Audi Speeds Through Decades In New Campaign

Audi- Jason StathamAudi's 60-second spot for next month's Super Bowl game will air during the first quarter, in the first ad pod. And that will be the only time the ad airs on the Bowl and in a 60-second form, says Scott Keogh, CMO of the Herndon, Va.-based luxury/performance automaker.

This will be the second Super Bowl spot in as many years for Audi, which lampooned "The Godfather" last year to promote the then-new R8 sports car. This year's ad, starring action-film actor Jason Statham, promotes the supercharged version of the Audi A6 car by offering it as the last and best way for Statham to get away from the bad guys. The ad follows him in a chase that has him moving through time and from car to car--one for each decade--to avoid being captured.

"We shot a lot of footage and will tweak some of it to make a 30-second spot," says Keogh.



"Literally, what we are calling it is a 'high-speed chase through the decades,' so we try to pay a little bit of homage to some of the famous chase scenes and movies," he says. For instance, the 1970s has him in a wide-lapel shirt and brown leather jacket, with a "French Connection" motif. "The 1980s is a little bit over the top, with a wink at 'Miami Vice'," says Keogh. He says that when Statham reaches 2009, the spot has a clean "Bourne Identity" feel.

Audi will launch an entirely new ad campaign during the Academy Awards presentation to support the Q5 crossover--part of Audi's plan to expand its crossover lineup with smaller SUVs.

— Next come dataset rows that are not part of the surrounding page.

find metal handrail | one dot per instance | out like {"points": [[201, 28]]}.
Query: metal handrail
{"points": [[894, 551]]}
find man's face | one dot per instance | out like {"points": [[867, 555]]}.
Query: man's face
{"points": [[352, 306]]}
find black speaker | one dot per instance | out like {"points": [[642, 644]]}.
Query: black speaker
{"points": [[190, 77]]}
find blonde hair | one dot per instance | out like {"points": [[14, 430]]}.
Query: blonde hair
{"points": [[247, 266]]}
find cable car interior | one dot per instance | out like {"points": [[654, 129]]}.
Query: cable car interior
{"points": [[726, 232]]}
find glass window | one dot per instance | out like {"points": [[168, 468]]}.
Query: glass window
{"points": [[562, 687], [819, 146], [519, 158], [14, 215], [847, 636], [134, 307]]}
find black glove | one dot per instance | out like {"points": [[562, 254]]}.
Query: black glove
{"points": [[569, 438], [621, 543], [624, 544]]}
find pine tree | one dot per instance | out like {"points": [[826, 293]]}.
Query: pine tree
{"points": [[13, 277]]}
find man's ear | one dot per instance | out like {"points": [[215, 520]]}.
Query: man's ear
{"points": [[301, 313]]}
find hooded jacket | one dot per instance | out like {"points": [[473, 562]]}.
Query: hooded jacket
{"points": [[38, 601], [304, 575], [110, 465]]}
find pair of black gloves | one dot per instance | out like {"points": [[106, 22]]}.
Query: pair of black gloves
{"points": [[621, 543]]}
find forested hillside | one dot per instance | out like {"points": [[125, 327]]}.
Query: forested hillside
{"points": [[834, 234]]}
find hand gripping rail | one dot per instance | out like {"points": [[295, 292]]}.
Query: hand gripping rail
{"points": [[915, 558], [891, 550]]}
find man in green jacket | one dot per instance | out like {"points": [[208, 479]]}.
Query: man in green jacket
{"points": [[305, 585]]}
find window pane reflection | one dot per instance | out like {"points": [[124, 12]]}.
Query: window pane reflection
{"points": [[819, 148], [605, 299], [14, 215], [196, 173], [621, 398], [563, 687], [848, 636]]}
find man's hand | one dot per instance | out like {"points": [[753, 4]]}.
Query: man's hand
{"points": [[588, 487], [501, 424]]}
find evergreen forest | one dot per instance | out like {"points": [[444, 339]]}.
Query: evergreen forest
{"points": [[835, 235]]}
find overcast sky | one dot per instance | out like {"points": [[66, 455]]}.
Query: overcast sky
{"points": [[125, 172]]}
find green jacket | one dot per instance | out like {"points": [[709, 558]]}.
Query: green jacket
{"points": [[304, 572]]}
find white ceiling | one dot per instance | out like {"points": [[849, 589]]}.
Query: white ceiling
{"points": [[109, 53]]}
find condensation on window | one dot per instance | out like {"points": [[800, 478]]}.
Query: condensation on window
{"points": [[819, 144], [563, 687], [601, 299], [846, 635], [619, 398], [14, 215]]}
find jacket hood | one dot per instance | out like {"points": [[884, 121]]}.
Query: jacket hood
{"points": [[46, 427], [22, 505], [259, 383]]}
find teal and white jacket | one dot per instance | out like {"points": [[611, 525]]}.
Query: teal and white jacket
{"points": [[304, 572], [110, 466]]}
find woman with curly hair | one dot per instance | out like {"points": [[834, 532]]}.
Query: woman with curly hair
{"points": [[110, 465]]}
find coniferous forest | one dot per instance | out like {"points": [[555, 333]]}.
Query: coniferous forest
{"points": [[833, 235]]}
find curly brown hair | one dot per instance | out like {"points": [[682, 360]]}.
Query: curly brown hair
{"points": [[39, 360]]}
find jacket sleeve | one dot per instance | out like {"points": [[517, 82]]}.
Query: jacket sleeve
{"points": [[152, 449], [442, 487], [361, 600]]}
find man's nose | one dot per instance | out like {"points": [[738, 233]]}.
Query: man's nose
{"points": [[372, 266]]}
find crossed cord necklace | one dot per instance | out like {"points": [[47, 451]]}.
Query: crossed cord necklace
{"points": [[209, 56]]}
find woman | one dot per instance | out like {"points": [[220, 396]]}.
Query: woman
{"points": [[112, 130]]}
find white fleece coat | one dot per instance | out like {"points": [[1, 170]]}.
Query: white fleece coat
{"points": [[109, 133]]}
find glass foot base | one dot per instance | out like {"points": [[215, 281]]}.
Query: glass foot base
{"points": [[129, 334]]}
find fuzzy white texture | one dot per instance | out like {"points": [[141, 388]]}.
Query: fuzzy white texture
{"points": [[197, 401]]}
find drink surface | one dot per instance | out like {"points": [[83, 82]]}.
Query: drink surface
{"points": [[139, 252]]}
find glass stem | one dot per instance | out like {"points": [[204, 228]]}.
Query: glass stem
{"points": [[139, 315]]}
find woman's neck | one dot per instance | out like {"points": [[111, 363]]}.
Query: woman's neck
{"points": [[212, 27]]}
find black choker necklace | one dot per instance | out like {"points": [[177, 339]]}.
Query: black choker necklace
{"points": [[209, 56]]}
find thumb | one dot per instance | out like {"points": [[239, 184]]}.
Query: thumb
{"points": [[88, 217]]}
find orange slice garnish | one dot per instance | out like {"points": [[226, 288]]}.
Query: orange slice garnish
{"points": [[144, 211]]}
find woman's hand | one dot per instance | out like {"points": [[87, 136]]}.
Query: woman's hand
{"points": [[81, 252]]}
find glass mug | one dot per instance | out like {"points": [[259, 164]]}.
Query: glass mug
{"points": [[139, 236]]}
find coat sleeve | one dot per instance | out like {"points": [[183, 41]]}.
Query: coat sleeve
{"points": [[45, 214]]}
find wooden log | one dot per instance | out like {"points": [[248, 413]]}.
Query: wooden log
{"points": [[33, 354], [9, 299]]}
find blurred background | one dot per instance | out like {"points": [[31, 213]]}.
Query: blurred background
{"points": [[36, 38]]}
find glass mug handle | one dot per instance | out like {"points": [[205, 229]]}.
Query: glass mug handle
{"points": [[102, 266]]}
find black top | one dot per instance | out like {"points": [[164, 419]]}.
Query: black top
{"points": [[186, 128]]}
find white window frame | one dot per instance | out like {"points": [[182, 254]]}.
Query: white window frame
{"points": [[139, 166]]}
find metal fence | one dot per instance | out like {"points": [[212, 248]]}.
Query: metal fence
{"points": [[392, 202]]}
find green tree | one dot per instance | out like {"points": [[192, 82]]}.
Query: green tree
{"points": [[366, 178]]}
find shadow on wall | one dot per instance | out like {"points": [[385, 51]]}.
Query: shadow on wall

Keogh says Audi's purpose with the new spot is to identify the brand with what's coming versus what was. The less obvious purpose of the ad is to identify competitive brands with the latter--the past. Statham jumps into a Mercedes in the 1970s, and into a BMW in the 1980s. He considers a Lexus in the 1990s. None, for various reasons, allow him to escape.

"The story we are telling America is that with all of our innovations and technology, Audi is both today and the future--so there is, in our minds, a little social commentary. We think cars and brands have their decades and moments, and they get cemented there a little. We want to be associated with the future and to where luxury is heading."